In this study, the rs4073 and rs2227306 polymorphisms, represented by their homozygous variant alleles, showed an association with fewer changes in spirometry parameters, particularly in group (2). In another study, involving acute lung injury, rs4073 was associated with the duration of mechanical ventilation (O’Mahony et al. 2012). Moreover, in patients with recurrent wheezing, rs4073 showed higher risk and severity of the disease (Esposito et al. 2014a). However, other studies of lung diseases do not confirm an association with the rs4073 polymorphism (Matheson et al. 2006; Klaassen et al. 2014). This study pointed out the rs2227307 polymorphism, particularly in group (2), which is associated with a greater number of changes in spirometry, and stands out as a possible severity marker in CF.
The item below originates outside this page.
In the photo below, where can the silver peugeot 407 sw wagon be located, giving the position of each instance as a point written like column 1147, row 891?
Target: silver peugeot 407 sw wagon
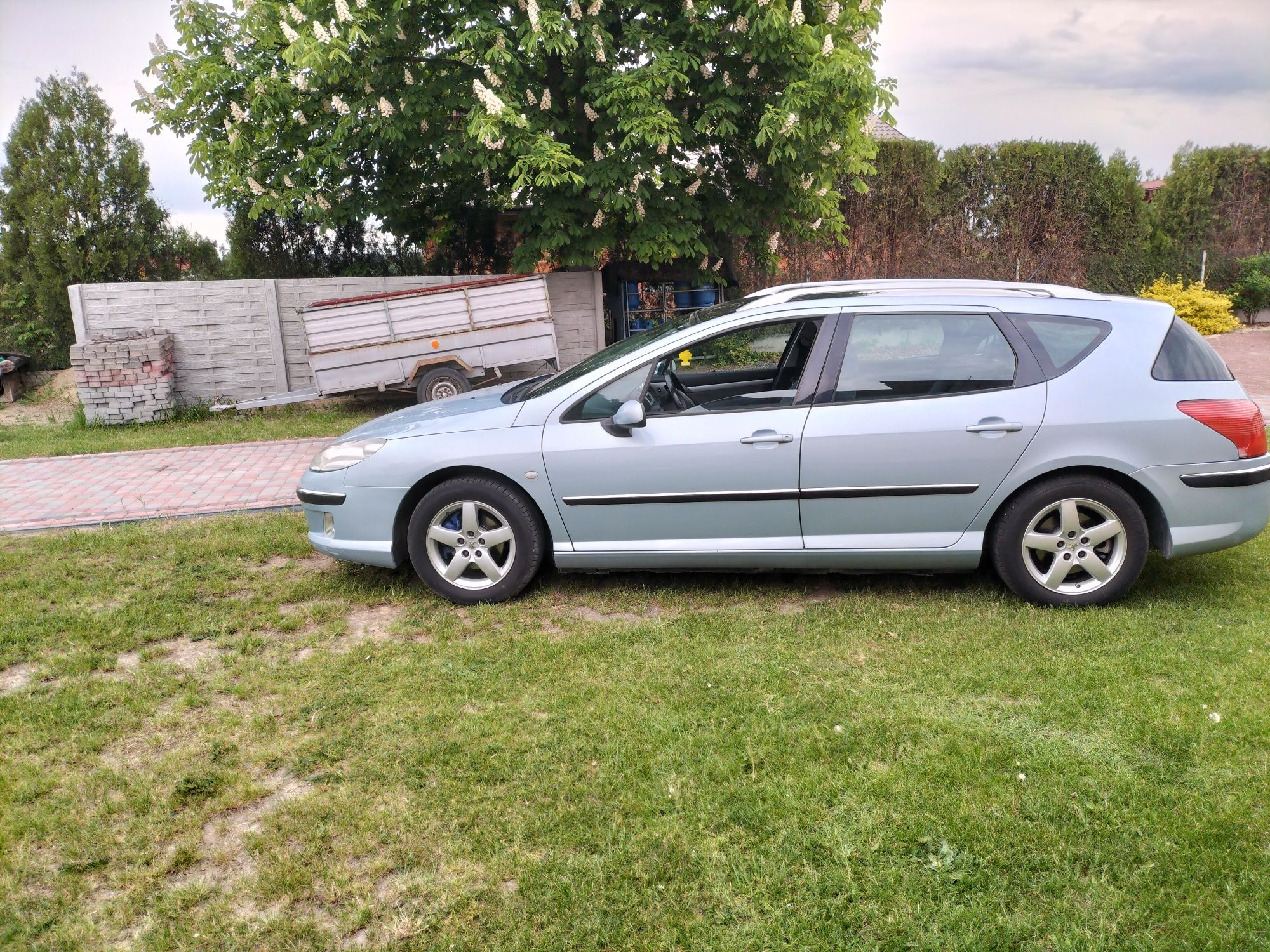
column 845, row 427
Regarding the HWE, two polymorphisms (rs4073 and rs2227306) were not in balance. We must remember that the HWE assumes an ideal population, without the interference of evolutionary factors. However, in genes as those involved in immunity, inflammation, and infection control, the HWE imbalance may appear secondarily associated with the selection mechanisms that favored a particular allele that can bring a more effective response (Huttley and Wilson 2000). The disequilibrium does not invalidate the association study since the groups are part of the same population (Huttley and Wilson 2000).

Further studies with different populations involving molecular markers may contribute to clarify the mechanisms related to CF and the complex pulmonary dynamics, including the antagonist data about IL8 and genetic variants, as well as the IL8 expression associated with the genetic polymorphisms.

Conclusion

IL8 gene polymorphisms (rs4073, rs2227306, and especially rs2227307) are associated with CF markers of severity, mainly related to lung diseases, a major factor of morbidity and mortality. Even with monogenic autosomal recessive inheritance, CF has high clinical variability, and the IL8 and other inflammatory molecules seem to potentiate this process.